On Mon, Mar 12, 2018 at 11:30 AM, Richard Guy Briggs <rgb(a)redhat.com> wrote:
On 2018-03-12 11:05, Paul Moore wrote:
> On Mon, Mar 12, 2018 at 2:31 AM, Richard Guy Briggs <rgb(a)redhat.com> wrote:
> > Audit link denied events generate duplicate PATH records which disagree
> > in different ways from symlink and hardlink denials.
> > audit_log_link_denied() should not directly generate PATH records.
> > While we're at it, remove the now useless struct path argument.
> >
> > See:
https://github.com/linux-audit/audit-kernel/issues/21
> > Signed-off-by: Richard Guy Briggs <rgb(a)redhat.com>
> > ---
> > fs/namei.c | 2 +-
> > include/linux/audit.h | 6 ++----
> > kernel/audit.c | 17 ++---------------
> > 3 files changed, 5 insertions(+), 20 deletions(-)
>
> I have no objection to the v2 change of removing the link parameter,
> but this patch can not be merged as-is because the v1 patch has
> already been merged into audit/next (as stated on the mailing list).
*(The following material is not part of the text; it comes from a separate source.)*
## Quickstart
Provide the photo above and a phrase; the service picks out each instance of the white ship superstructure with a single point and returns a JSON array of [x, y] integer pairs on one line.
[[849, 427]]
Yes, I self-NACKed that patch.
https://www.redhat.com/archives/linux-audit/2018-March/msg00070.html
Is it not possible to drop it, or would you have to do a revert to avoid
a rebase?
Yes, it is possible to drop a patch from the audit/next patch stack,
but dropping patches is considered *very* bad form and not something I
want to do without a Very Good Reason. While the v2 patch is the
"right" patch, the v1 patch is not dangerous, so I would rather you
just build on top of what is currently in audit/next.